We had some quiet rumblings about spiking the punch bowl, but thought better of it. Our corsages were a courtesy of our small town undertaker. They were magnificent and I don't think he made much, if anything off them. A 2 orchid corsage was 3 bucks, a single a buck and a half. It cost 15 bucks to rent the tux. I was lucky, a friend of the family actually owned one and he was my size. I forget the name of the band, something like the Sominex Sextet or something like that. We would have had our own school dance band but the whole trumpet section (myself included) and half the sax section were Seniors, so a band consisting of drums and 2 clarinets wouldn't have provided much romantic atmosphere. Nobody hired disk jockeys back then, at least not in small town America. They were those mystical people from far away places and God, I just had to become one of them. Should have become a door to door proctologist. Or a used car salesman. At least I wouldn't have had to choose between the microphone and working 8-5.
Nowadays, kids going to the Prom face a future of uncertainty. They already owe around 50,000 dollars toward the national debt, more or less depending on whose figures you use. Even more if you included State and Local debt. The "fun" jobs are going away. Hell, the kid who wanted to be an astronaut just saw his dream job go away. Can't even pay for a Shuttle ride anymore. "Green Jobs" and "I.T." jobs are apparently in abundance as are jobs at Walmart. But the jobs you can grow old with are swiftly fading away. As we make better mousetraps, we need fewer mice.

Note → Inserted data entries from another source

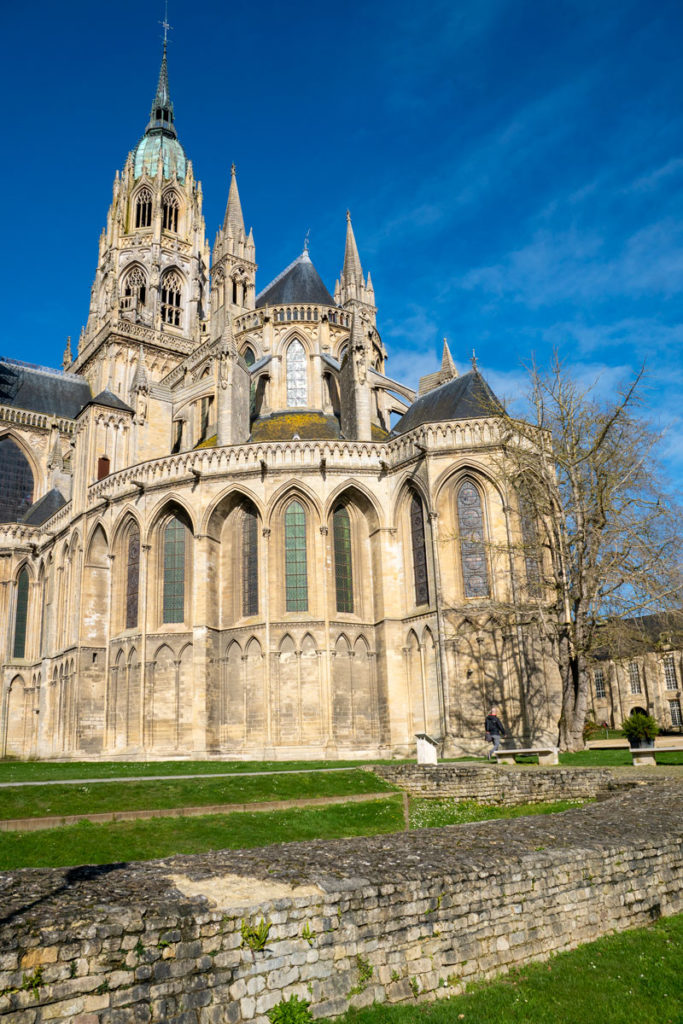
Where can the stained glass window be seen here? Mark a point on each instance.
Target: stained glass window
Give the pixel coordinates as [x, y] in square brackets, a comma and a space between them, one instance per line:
[599, 679]
[132, 578]
[16, 491]
[22, 613]
[670, 672]
[250, 561]
[634, 677]
[296, 574]
[297, 389]
[170, 212]
[143, 208]
[174, 571]
[171, 290]
[343, 568]
[530, 544]
[472, 549]
[419, 551]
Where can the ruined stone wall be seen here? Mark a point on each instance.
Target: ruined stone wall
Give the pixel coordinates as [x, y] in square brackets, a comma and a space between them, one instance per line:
[500, 785]
[391, 918]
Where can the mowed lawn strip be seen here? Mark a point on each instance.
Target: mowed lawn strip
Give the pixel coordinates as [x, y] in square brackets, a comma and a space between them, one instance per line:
[631, 978]
[31, 802]
[38, 771]
[122, 841]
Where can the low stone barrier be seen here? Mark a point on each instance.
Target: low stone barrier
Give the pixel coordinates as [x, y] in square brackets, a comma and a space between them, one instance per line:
[502, 785]
[223, 937]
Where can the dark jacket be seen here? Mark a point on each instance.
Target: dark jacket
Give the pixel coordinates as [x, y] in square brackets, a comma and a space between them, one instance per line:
[494, 724]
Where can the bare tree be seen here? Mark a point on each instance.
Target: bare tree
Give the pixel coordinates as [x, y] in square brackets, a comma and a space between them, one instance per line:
[597, 536]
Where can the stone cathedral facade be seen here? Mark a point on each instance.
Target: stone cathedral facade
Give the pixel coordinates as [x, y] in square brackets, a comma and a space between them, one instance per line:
[215, 538]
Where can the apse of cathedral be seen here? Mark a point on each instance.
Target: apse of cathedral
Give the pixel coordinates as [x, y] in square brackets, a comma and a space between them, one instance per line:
[225, 530]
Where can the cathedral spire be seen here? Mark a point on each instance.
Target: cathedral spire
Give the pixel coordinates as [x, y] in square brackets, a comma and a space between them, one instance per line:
[233, 224]
[161, 116]
[352, 270]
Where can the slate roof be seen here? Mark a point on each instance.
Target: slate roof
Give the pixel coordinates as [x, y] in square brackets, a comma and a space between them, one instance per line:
[45, 507]
[467, 397]
[300, 282]
[307, 425]
[110, 400]
[42, 389]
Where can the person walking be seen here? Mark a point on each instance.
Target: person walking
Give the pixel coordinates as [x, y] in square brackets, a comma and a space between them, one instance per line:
[495, 729]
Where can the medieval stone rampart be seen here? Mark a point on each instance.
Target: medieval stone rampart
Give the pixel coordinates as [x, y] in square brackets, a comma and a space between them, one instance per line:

In the Bible, Jesus said "Blessed are the meek, for they shall inherit the Earth". Time to change that to "Blessed are the EDUCATED" America is so in need of young adults who are ready and eager to learn. In my neighborhood, most of the young adults are more interested in learning skateboard skills and how to make their pants defy the laws of gravity. Learning is so easy today...If the history teacher leaves out some important details on the Battle of Hastings, there's always the internet and the History channel to fill in the gaps. There's always a friend on one of the social networks to walk you through a Math problem. Wood shop..get rid of it. You can learn to cut off your thumb on your own.
America is at a crossroads. Continue on as we are and go down faster than the Roman Empire, or make the changes that need to be made and upset everybody who has a hand out, and in one way or another, that's all of us. Makes you want to go back to the days of blue Prom dresses and '61 Plymouths.